The names of the two composers are not well known — Alexander von Zemlinsky and Franz Schreker — but Conlon says it is his mission to remedy that.
Both Zemlinsky and Schreker were towering figures in the music scene of early 20th century Vienna. Both straddled the old and new worlds. Zemlinsky actually knew Brahms, Mahler and Schoenberg. Schreker was the director of the premiere music institute in Vienna.
But Schreker was also a Jew. Zemlinsky was a quarter Jewish and married to a Jewish woman. That was enough to have both men robbed of their careers, their music banned and their reputations destroyed.
Schreker died of a stroke in 1934 before the full force of Nazism took its toll. Zemlinsky died eight years later in New York, already a forgotten and broken figure.

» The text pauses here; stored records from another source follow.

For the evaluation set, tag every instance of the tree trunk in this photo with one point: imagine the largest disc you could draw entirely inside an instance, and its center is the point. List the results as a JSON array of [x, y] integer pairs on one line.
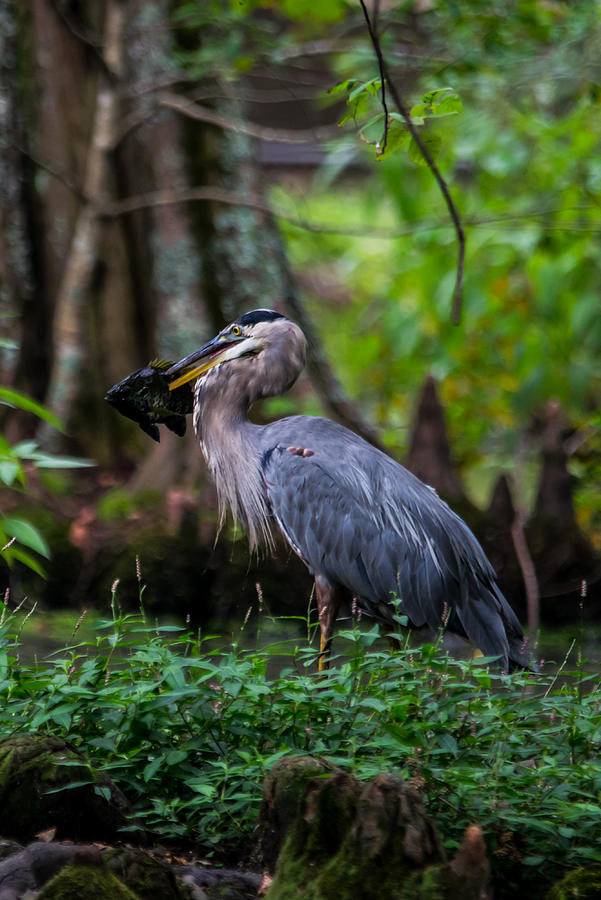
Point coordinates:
[[83, 254]]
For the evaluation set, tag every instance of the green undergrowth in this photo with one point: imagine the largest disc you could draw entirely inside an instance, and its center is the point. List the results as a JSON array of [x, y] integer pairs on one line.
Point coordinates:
[[188, 729]]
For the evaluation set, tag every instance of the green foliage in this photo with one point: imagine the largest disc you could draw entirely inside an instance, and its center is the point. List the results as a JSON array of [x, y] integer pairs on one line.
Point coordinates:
[[18, 536], [188, 732]]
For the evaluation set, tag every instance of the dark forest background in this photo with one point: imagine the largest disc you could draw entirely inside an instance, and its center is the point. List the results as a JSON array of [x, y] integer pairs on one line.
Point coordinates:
[[167, 166]]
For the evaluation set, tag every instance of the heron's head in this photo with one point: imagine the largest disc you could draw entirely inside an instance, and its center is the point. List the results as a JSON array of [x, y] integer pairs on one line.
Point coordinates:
[[262, 353]]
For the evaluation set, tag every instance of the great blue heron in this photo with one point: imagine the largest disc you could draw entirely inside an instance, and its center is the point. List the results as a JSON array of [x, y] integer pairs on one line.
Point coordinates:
[[363, 525]]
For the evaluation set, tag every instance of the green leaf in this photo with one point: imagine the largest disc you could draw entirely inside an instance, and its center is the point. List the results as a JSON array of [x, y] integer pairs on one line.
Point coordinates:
[[433, 144], [343, 86], [9, 471], [397, 136], [20, 401], [26, 534], [27, 559]]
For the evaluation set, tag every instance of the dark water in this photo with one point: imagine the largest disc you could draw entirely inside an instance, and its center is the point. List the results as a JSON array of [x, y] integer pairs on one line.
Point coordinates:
[[42, 633]]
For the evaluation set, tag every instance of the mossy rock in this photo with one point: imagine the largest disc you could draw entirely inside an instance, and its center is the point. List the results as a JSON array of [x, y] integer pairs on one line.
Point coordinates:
[[35, 773], [581, 884], [345, 840], [148, 877], [78, 882]]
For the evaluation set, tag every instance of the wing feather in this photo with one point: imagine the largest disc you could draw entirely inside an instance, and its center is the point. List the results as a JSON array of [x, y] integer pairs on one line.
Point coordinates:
[[366, 523]]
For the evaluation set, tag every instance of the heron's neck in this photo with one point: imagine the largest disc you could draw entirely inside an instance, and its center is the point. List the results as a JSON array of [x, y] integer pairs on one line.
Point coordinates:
[[230, 443]]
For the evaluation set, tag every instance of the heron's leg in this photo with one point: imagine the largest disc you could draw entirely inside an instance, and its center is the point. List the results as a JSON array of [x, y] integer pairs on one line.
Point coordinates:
[[328, 599]]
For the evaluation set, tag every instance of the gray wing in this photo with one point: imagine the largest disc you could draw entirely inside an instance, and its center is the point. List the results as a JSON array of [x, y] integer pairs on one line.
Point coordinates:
[[356, 516]]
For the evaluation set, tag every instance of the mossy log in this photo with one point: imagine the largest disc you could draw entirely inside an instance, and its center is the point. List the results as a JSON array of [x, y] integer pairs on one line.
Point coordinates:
[[343, 840], [580, 884], [77, 882], [36, 772]]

But in their prime, they wrote widely acclaimed operas, ballets and concertos. Musical giants like Stravinsky, Mahler and Schoenberg sang their praises.
Conlon will conduct a performance of Zemlinsky’s one-act opera “A Florentine Tragedy,” as well as excerpts from his opera “The Dwarf” and Schreker’s ballet “The Birthday of the Infanta.” Coincidentally, both the Schreker piece and Zemlinsky one-act are both based on works by Oscar Wilde.
Currently the music director of the Ravinia Festival and soon-to-be music director of the Los Angeles Opera, Conlon is a celebrated figure in classical music. His repertoire includes all of the standard masterworks. But in the early 1990s while living in Germany, he discovered Zemlinsky.
“It was a metamorphosis in my life,” he says. “In the course of reading about him, I became familiar with Schreker. That led to all the other composers who died young [in the Holocaust]. As it developed it’s become a mission.”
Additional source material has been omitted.